Adding new event types: No backend change required. Emit new event names and put event-specific data in properties. Keep naming consistent (e.g. snake_case) and avoid PII. Adding a new client (e.g. web): Implement the same envelope and call POST /v1/events with batches. Ensure event_id is unique per event (e.g. UUID), set platform and env appropriately, and respect the same size and validation rules. Optionally implement queueing and batching for reliability. Changing validation or enrichment: Update Meridian/backend/events/routes/analyticsRoutes.js (e.g. validateEvent, sanitizeProperties, or the enrichment block). Keep idempotency (unique event_id) and the response shape so existing clients keep working. Downstream consumers: Read from analytics_events (or a replicated view). Transform the envelope into your analytics tool (GA4, PostHog, BigQuery, etc.). The envelope is designed to map easily to common analytics models.

Summary

  • New system only: POST /v1/events and analytics_events. Legacy Visit/RepeatedVisit/Search and old analytics routes are separate and not covered here.

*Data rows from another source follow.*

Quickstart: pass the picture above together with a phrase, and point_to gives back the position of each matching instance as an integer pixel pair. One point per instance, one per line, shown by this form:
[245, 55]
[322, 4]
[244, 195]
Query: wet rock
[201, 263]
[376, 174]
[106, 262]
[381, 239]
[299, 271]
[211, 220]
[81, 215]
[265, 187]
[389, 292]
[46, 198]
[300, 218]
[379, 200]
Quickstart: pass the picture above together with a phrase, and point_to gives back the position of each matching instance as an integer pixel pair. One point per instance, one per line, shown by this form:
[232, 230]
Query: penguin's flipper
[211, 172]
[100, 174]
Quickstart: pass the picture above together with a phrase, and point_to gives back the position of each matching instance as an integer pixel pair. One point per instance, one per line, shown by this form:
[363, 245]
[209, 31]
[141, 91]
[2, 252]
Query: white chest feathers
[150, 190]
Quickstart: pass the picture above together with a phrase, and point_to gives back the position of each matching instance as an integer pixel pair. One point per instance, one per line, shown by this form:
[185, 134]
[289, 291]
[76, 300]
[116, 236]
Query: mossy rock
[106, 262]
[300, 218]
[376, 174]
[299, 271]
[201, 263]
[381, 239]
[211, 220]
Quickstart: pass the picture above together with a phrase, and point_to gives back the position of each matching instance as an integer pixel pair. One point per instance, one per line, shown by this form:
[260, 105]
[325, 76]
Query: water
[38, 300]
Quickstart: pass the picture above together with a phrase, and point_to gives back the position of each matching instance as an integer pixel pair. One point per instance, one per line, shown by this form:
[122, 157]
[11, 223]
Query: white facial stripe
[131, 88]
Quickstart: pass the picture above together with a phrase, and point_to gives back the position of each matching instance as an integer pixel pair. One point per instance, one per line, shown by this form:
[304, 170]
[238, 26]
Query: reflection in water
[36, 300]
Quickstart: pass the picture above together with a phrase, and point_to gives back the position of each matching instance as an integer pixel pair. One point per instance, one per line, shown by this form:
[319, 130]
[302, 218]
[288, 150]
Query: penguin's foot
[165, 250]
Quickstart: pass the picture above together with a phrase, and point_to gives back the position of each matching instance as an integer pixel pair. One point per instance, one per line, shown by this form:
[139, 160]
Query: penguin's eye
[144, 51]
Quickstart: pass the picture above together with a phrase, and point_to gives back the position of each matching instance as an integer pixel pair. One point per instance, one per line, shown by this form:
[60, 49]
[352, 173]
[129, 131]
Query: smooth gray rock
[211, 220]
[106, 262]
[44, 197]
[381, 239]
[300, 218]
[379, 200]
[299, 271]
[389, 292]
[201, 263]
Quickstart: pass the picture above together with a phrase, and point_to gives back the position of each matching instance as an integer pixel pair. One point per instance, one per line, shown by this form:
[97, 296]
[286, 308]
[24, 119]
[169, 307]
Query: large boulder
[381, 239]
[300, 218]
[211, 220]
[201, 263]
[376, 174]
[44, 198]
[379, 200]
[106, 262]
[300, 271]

  • Philosophy: Dumb pipe — validate, enrich lightly, store. No aggregation in the pipeline; tool-agnostic and privacy-conscious.
  • Path: Track → queue → batch → POST /v1/events → validate & enrich → insert into analytics_events with duplicate detection via event_id.
For client-side usage (e.g. mobile SDK, queue, batching, and event taxonomy), see the Mobile analytics doc.